In our case it would be very valuable to be able to dynamically set the template path especially in order to consolidate down to one elasticsearch output

theuntergeek · February 27, 2017, 8:53pm

You cannot dynamically assign a template, because templates are uploaded only once, at initialization. Without the flow of traffic, deterministic variable completion does not happen. Since there is no traffic flow during initialization, there is nothing there which can "fill in the blank" for %{application}.

Index templates are only used when a new index is created, and so it is that templates are not uploaded every time a document reached the Elasticsearch output block in Logstash (can you imagine how much slower it would be if Logstash had to do that?). If you intend to have multiple templates, they need to be preexistent, and uploaded to Elasticsearch before any data gets sent there. You can do this with a script of your own making using curl and Elasticsearch API calls. This also permits you to update templates without having to restart Logstash. You could run the script any time before index rollover, and when the new indices get created, they'll have the new template settings.

Logstash can send data to a dynamically configured index name, just as you have above.

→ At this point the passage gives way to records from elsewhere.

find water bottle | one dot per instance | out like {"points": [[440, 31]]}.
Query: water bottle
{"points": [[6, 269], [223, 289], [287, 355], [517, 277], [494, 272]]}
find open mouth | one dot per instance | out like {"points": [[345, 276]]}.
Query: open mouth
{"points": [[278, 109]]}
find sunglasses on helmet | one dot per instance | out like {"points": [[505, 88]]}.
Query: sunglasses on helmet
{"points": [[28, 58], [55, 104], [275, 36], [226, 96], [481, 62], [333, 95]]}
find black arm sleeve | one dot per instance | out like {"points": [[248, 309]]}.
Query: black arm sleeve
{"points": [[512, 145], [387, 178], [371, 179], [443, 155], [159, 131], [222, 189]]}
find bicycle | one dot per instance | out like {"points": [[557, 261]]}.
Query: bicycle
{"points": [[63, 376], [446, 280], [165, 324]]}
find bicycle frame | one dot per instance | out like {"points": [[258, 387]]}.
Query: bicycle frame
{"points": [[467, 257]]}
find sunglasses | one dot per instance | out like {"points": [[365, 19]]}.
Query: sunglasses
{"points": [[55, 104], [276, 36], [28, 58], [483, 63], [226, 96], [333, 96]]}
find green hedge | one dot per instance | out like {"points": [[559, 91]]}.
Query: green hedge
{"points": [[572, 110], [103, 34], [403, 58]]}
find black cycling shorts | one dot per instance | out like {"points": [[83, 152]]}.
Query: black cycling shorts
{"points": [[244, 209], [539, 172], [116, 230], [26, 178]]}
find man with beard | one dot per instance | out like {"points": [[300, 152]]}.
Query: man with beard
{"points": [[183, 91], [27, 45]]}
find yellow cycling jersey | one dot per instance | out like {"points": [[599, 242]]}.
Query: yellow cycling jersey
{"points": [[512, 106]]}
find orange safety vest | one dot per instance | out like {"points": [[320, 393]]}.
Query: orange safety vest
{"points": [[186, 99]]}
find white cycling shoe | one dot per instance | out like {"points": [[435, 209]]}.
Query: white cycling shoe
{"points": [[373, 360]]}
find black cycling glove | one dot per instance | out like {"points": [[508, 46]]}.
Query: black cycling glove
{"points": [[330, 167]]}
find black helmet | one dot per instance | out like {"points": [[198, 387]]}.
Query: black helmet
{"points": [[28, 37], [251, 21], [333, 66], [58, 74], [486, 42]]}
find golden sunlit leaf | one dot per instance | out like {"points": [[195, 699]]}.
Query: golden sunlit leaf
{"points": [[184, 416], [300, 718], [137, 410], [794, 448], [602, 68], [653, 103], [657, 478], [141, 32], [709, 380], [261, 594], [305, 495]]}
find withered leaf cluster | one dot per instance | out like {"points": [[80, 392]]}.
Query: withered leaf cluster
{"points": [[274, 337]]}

The template must be pre-existent in Elasticsearch before that is attempted, or Elasticsearch will create a best-guess mapping, rather than what you wanted to send in a template. Honestly, templates can and ought to be completely independent of Logstash. We only added this functionality for an improved out-of-the-box experience for brand new users. The default template is less than ideal for advanced use cases, and Logstash is not a good tool for template management if you have more than one index template.

If you manage the templates outside of Logstash, then this:

kariboe:

output {
    elasticsearch {
        hosts => ["xxxxxx:9200","xxxxxxxx:9200"]
        index => "%{application}-%{+YYYY.MM.dd}"
        template_name => "%{application}"
        template => "/etc/logstash/elastic.d/%{application}_template.json"
        template_overwrite => true
    }
}

can be replaced by this:

output {
   elasticsearch {
        hosts => ["xxxxxx:9200","xxxxxxxx:9200"]
        index => "%{application}-%{+YYYY.MM.dd}"
    }
}

And you get to keep a single elasticsearch output block in Logstash.

system · March 27, 2017, 8:53pm

This topic was automatically closed 28 days after the last reply. New replies are no longer allowed.